The Tianzhou 5 freighter lifted off from Wenchang Satellite Launch Center in southern China's Hainan Province atop a Long March 7 rocket at 9:03 p.m. EST on Nov. 11 (0203 GMT and 10:03 a.m. Beijing time, Nov. 12).
The 35-foot-long (10.6 meters) freighter docked with the Tiangong space station just over two hours later, at 11:10 p.m. EST (0410 GMT and 12:10 p.m. Beijing time on Nov. 12), Chinese space officials said (opens in new tab).
China's Tianzhou cargo spacecraft weigh about 29,760 pounds (13,500 kilograms), with a cargo capacity of roughly 15,200 pounds (6,900 kg). The Tianzhou 5 mission delivered supplies needed for the upcoming Shenzhou 15 crewed mission, which could launch as soon as the end of November.
A detailed breakdown of the cargo was not published ahead of launch, but Tianzhou 5 was expected to carry propellant for the space station along with food and supplies for astronauts. It also carried five cubesats and five other experiments to Tiangong as part of its mission, China's main space contractor revealed (opens in new tab).
China launched two modules in recent months to join the already-orbiting Tianhe core module. These major missions marked the completion of the three-module, T-shaped Tiangong space station, which is currently hosting the three Shenzhou 14 astronauts Chen Dong, Liu Yang and Cai Xuzhe.

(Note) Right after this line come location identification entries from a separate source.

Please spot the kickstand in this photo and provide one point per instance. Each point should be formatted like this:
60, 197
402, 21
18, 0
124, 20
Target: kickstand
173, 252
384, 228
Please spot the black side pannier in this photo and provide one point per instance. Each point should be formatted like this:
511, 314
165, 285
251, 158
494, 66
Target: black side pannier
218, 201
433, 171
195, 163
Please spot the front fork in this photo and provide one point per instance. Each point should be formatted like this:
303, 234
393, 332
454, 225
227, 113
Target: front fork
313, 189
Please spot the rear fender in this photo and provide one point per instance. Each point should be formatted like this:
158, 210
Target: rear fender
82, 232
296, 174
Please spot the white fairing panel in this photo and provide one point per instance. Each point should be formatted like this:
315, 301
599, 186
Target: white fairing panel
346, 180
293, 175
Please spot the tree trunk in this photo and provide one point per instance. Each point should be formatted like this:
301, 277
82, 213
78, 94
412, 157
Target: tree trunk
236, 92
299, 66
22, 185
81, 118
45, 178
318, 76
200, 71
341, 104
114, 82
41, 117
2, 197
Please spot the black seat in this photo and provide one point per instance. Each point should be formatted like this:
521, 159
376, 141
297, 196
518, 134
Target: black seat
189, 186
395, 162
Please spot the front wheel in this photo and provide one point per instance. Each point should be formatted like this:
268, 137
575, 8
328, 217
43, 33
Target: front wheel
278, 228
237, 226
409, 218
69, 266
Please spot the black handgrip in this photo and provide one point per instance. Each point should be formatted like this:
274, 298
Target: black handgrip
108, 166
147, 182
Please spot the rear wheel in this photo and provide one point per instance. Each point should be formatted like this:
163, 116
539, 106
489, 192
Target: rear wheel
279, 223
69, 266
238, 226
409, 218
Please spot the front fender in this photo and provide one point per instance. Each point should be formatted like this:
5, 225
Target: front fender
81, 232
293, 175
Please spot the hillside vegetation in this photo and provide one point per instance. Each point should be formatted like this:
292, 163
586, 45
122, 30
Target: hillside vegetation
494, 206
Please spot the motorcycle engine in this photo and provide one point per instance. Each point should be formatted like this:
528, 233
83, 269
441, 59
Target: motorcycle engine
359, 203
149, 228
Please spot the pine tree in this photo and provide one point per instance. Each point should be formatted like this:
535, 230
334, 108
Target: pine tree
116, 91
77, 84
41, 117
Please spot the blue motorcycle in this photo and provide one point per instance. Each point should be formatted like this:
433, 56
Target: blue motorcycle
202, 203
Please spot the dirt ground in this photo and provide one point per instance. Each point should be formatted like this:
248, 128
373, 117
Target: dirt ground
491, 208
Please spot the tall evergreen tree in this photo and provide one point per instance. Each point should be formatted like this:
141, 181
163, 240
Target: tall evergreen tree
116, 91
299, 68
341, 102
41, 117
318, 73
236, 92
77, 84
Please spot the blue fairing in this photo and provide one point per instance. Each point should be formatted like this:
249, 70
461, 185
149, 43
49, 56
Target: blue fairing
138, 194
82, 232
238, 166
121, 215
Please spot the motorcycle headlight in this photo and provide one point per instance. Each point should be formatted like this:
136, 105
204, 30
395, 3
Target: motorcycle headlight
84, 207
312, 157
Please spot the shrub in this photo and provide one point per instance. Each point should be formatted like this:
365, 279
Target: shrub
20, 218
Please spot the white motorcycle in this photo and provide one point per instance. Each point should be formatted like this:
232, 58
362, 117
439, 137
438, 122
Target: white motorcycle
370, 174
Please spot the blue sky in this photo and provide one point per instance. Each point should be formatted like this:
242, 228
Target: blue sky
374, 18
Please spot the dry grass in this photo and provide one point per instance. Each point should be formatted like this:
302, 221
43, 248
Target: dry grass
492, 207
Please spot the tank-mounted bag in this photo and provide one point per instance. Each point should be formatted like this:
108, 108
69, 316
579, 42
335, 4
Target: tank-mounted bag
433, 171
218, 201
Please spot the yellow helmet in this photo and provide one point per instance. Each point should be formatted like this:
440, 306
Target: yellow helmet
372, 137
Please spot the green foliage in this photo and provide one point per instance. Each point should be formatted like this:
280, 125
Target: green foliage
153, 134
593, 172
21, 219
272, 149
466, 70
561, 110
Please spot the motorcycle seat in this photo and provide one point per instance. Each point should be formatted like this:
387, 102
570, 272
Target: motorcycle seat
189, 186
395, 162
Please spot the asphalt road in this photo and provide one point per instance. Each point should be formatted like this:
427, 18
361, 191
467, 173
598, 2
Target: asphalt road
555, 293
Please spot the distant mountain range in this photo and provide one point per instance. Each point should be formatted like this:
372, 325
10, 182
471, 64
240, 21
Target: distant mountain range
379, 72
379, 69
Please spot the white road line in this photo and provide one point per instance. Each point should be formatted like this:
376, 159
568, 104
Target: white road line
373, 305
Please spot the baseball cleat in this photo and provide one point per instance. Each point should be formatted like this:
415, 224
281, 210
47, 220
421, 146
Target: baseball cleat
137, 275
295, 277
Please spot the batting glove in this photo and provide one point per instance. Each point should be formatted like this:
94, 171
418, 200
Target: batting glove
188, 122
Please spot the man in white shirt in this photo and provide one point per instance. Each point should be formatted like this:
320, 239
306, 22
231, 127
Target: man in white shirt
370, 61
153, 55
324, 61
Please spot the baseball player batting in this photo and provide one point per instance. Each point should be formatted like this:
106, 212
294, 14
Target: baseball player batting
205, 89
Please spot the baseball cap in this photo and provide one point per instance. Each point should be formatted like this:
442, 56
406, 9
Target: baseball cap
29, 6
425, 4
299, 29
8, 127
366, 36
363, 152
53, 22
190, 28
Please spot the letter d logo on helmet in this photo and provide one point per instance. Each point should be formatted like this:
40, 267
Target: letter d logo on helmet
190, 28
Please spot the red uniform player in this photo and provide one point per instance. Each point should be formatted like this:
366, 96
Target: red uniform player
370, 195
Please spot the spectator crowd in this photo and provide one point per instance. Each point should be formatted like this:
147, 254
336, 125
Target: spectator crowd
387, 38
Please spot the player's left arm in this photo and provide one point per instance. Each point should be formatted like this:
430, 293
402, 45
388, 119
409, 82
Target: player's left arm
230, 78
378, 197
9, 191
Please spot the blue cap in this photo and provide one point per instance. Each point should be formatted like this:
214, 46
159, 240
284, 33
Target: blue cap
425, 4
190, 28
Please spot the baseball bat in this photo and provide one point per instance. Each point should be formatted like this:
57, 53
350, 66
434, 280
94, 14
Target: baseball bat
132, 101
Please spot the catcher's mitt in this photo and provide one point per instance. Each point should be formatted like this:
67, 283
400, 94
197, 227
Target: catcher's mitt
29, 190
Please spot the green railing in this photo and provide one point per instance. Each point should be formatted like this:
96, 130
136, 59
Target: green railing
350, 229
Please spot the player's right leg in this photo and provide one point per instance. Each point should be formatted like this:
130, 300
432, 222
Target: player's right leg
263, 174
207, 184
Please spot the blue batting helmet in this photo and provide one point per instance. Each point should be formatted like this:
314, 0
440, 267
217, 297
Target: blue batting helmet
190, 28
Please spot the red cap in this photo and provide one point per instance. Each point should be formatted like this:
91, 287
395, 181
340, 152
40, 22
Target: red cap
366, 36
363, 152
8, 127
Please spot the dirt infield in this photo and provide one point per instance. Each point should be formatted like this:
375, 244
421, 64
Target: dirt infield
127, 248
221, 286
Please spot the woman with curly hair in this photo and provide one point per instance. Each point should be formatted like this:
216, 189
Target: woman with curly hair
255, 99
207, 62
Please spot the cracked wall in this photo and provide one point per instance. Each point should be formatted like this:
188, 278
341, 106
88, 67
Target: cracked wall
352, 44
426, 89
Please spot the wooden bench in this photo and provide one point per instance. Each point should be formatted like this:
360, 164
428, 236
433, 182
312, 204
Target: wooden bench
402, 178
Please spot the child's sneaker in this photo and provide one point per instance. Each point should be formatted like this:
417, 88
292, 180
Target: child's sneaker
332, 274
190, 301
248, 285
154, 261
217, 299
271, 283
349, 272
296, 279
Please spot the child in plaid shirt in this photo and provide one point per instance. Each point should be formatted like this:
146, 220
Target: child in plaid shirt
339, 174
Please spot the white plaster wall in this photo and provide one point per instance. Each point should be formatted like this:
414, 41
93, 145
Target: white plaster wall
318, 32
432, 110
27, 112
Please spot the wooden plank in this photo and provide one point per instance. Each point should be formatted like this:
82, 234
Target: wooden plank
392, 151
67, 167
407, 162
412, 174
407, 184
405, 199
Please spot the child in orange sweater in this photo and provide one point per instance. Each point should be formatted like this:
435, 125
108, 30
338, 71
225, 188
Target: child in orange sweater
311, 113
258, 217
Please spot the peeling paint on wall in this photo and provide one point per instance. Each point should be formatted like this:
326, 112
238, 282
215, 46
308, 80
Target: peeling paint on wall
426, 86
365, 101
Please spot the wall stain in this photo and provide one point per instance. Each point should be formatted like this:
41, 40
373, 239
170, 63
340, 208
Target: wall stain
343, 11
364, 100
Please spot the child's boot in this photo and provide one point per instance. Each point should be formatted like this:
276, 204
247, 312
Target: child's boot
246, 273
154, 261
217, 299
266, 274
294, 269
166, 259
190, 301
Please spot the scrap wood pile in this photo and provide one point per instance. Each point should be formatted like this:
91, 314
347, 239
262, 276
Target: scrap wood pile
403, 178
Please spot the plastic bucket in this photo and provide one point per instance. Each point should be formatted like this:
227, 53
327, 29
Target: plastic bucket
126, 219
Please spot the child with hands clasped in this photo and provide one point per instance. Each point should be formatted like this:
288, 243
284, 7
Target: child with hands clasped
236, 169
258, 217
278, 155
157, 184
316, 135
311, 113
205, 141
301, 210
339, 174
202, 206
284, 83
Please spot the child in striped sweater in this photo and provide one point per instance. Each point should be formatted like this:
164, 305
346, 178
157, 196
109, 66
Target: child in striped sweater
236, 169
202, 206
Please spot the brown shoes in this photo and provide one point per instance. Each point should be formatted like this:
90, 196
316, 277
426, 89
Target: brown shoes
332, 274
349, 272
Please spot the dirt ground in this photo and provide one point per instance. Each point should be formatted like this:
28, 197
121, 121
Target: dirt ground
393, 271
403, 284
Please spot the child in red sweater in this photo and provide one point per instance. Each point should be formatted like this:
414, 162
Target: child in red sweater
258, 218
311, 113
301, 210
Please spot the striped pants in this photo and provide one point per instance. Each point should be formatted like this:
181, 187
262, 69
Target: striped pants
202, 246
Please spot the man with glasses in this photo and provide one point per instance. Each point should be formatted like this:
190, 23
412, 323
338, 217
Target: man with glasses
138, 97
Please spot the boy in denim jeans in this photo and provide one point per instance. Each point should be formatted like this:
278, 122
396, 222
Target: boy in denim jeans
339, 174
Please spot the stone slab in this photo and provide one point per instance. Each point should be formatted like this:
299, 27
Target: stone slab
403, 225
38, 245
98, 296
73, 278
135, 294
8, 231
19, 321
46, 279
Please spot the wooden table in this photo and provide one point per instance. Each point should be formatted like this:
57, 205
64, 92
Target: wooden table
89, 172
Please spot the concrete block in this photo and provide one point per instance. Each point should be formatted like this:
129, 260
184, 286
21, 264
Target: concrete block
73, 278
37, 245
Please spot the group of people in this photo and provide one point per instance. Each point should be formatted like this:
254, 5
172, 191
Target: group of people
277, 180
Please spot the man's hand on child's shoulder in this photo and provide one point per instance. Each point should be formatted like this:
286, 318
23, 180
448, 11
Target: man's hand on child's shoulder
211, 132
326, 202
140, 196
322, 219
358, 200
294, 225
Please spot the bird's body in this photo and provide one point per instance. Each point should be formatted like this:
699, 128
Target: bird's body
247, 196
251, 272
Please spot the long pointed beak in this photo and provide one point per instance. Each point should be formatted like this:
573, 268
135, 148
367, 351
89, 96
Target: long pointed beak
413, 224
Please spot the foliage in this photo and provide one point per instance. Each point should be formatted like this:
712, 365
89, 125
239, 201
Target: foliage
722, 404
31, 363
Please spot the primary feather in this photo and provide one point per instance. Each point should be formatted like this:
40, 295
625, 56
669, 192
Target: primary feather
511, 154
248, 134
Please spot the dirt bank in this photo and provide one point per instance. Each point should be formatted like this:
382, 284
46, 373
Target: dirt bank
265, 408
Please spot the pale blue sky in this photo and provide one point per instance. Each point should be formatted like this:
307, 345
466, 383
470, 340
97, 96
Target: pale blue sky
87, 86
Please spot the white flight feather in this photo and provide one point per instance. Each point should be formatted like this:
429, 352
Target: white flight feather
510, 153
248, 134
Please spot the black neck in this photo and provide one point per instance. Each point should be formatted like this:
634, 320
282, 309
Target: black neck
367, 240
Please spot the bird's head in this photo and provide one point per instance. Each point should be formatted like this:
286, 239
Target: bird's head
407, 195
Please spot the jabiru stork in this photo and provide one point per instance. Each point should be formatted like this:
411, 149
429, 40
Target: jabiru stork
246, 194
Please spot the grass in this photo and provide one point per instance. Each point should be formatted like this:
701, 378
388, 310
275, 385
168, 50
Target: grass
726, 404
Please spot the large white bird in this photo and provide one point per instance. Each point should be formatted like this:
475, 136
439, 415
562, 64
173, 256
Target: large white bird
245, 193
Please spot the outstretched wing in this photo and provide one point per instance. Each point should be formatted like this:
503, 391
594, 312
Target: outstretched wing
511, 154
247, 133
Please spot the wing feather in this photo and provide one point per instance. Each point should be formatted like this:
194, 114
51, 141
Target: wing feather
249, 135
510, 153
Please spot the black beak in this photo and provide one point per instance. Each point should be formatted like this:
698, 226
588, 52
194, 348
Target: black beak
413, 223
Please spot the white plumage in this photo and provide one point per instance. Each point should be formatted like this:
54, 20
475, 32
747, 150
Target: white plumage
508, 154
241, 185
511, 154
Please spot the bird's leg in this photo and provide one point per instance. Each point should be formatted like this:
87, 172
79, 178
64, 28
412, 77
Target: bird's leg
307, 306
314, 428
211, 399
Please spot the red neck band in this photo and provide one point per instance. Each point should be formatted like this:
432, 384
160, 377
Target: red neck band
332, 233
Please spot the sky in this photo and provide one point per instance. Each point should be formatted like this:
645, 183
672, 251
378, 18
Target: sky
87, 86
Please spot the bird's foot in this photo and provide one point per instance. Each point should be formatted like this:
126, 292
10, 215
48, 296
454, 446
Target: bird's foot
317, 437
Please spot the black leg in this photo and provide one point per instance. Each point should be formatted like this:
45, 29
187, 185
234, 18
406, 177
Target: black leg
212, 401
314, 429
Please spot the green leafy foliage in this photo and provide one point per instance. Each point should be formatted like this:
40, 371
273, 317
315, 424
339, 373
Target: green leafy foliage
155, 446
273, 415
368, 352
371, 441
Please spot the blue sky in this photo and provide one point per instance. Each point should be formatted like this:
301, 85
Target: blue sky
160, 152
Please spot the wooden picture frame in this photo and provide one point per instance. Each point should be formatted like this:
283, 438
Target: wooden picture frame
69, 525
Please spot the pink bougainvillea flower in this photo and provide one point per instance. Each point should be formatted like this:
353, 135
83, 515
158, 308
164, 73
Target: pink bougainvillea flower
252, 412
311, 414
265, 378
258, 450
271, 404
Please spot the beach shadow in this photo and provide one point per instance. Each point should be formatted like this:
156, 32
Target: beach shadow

With all the modules in place, the Shenzhou 14 trio will be able to welcome aboard the currently unnamed Shenzhou 15 crew before the end of the year and conduct China's first Tiangong crew handover.
Tiangong is about 20% as massive as the International Space Station (ISS). China intends to keep Tiangong occupied and operational for at least decade, meaning it should outlast the ISS and possibly become the only space station in orbit above Earth.
Editor's note: This story was updated at 10:15 a.m. EST on Nov. 12 with news of successful docking.